A Unidade Militar de Emergência (UME) juntou-se à operação durante a noite, recorrendo a viaturas, drones e aeronaves para vigiar e combater o incêndio. Imagens captadas em 15 de setembro mostram bombeiros a remover vegetação e a trabalhar durante toda a noite para evitar que as chamas se propagassem, sobretudo na direção da albufeira de Benagéber.
Dois bombeiros florestais sofreram ferimentos ligeiros. Um ficou com queimaduras e outro sofreu contusões quando uma viatura de combate a incêndios capotou. O fogo levou ainda à evacuação preventiva de um parque de campismo e de várias explorações agrícolas na zona.

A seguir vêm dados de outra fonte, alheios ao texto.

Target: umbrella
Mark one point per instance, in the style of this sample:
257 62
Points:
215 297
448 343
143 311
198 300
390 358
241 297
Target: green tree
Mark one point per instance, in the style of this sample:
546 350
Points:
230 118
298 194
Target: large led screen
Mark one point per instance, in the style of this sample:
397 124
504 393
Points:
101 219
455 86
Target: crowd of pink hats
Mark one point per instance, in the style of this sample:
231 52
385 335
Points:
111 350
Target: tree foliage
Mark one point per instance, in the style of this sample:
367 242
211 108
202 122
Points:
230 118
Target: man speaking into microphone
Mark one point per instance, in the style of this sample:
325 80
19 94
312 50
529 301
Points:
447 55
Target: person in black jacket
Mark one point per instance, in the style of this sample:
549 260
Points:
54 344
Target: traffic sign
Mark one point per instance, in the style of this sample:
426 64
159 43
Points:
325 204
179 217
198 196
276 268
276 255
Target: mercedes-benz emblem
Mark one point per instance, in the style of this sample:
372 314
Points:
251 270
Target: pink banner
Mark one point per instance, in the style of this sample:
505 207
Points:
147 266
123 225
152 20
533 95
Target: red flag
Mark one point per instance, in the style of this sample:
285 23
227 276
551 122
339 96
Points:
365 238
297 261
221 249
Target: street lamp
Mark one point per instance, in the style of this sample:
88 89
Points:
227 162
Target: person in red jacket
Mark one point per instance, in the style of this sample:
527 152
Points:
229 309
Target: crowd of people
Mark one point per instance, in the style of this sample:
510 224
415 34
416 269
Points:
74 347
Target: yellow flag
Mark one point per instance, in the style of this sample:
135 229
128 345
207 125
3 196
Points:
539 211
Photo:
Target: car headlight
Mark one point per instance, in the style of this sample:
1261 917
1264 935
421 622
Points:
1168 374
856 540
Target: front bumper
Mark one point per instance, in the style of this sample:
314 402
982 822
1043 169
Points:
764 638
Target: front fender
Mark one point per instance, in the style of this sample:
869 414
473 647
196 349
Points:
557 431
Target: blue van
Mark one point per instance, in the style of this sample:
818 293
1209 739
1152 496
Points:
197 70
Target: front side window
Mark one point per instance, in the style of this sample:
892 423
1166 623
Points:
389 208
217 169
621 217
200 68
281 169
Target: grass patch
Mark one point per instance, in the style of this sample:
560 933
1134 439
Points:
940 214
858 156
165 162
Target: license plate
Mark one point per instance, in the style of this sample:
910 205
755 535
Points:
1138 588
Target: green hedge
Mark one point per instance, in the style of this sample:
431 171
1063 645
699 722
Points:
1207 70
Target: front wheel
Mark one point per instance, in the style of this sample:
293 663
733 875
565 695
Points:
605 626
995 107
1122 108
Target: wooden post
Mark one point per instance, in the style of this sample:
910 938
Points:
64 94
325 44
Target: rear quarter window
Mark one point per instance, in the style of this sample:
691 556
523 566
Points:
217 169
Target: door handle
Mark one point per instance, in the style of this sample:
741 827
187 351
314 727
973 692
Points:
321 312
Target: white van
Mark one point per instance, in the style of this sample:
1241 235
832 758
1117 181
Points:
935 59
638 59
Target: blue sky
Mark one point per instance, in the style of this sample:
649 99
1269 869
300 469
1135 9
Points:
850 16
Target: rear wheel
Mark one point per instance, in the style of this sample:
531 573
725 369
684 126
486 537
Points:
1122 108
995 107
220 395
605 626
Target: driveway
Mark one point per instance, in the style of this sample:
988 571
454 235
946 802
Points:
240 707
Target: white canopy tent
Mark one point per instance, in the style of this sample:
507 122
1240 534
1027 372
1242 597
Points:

Este incêndio florestal surge após um verão excecionalmente quente na Europa. Espanha registou o verão mais quente desde 1961 e, no início de setembro, quase 296 000 hectares já tinham ardido em fogos florestais por todo o país.
A origem do incêndio de Tuéjar não era, para já, conhecida. As autoridades investigavam a possível causa numa altura em que o vento forte e a baixa humidade continuavam a alimentar as chamas.